Configuring scripts

Scripts in the State Tool can be compared to scripts in NPM, or build targets in a Makefile. You define a script and can then run it whenever you need to. Let’s start with something simple:

 - name: hello
   language: bash
   value: echo Hello World

This will register a script with the alias “hello”. You can run this outside your “activated state” via the state run command by running state run hello, but once you state activate it becomes much simpler, you simply invoke it by running hello.

NOTE: When creating new scripts or updating existing scripts, you should specify the language your script uses. Currently, if you do not specify a language you will get a deprecation warning, and the default shell for your operating system will be used. In the future, scripts will fail if no language is specified.

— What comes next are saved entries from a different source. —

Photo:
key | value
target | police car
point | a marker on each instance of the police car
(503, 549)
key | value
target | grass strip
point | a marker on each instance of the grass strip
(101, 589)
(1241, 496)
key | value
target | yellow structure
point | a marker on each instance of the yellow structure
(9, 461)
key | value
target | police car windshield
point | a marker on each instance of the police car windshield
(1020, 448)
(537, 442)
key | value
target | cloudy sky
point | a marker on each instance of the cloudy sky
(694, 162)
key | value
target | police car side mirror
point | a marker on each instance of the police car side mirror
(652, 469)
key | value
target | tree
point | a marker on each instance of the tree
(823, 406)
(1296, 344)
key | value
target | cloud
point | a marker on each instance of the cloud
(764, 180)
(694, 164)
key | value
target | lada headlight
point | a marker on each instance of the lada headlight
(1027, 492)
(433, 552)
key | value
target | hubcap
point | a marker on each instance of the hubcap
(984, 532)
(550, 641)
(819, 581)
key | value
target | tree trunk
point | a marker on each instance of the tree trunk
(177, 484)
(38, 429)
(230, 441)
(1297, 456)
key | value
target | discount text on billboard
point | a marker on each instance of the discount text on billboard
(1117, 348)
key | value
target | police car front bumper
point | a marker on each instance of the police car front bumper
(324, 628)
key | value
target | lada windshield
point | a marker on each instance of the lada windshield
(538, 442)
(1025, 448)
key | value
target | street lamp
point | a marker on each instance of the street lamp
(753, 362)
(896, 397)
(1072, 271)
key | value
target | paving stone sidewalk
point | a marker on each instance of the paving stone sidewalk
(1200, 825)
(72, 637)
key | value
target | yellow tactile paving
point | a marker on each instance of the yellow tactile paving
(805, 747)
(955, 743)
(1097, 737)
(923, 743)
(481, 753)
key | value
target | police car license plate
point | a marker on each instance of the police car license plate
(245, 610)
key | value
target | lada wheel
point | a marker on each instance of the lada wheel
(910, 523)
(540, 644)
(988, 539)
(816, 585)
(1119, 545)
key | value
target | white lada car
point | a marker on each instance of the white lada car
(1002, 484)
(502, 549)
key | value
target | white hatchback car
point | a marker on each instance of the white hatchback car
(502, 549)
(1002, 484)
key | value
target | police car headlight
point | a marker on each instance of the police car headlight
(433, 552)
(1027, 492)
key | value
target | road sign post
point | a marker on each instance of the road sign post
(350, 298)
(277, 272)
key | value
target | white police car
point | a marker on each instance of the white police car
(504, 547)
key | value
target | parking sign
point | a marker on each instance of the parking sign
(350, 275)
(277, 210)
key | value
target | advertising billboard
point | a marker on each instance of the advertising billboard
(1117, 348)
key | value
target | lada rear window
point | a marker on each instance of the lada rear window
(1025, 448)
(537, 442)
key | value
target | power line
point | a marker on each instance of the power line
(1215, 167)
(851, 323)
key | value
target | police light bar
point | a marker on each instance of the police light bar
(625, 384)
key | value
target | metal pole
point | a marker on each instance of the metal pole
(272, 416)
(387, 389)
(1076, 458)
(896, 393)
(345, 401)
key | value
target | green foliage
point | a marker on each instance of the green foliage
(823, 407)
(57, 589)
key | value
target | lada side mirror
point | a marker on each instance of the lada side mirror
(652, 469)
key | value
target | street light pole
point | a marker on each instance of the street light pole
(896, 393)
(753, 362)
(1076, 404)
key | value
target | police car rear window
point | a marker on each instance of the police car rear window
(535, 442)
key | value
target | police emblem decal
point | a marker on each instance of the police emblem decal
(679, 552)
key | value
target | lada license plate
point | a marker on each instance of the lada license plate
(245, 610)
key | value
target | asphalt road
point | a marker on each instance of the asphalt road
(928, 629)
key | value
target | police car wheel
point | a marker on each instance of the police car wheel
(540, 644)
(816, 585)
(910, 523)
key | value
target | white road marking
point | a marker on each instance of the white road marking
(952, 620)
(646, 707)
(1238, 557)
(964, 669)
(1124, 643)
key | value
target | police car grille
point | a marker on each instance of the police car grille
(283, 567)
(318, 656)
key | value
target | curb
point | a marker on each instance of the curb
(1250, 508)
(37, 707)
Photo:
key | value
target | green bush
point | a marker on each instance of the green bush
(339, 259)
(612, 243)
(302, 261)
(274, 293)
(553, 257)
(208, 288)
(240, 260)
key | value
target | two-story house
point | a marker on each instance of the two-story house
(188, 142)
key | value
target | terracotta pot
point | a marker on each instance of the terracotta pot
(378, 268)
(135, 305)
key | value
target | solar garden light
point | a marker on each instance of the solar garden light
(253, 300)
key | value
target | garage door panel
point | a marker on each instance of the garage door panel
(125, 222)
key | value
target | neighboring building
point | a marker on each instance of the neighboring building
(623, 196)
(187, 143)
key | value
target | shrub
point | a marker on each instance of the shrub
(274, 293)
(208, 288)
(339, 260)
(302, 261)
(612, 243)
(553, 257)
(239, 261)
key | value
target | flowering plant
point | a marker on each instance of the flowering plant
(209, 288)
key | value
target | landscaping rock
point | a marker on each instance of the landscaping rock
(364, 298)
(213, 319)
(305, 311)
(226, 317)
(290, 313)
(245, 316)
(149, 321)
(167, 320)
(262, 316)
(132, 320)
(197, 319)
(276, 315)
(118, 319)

If you are using shell scripts on multiple platforms, you can use constraints to specify the shell to use on each operating system. For example, you could specify batch to run cmd.exe on Windows and bash to run bash on Linux and macOS.

If you want to use one single script for all platforms, you can configure your project on the ActiveState Platform to include a Python or Perl runtime, after which can define a script to use that language, for example:

  - name: hello
    language: python3
    value: print("Hello World")

The following language settings are supported:

bashFor scripts that use bash (Bourne again shell).
shFor script that use sh (Bourne shell).
batchFor scripts that use cmd.exe on Windows.
perlFor scripts that use your Perl runtime environment.
python2For scripts that use your Python 2 runtime environment.
python3For scripts that use your Python 3 runtime environment.

Support for specifying Tcl as the script language is not yet available.

See the section on Constraining Scripts for information on limiting language to the appropriate operating system. For example, only running batch scripts on Microsoft Windows.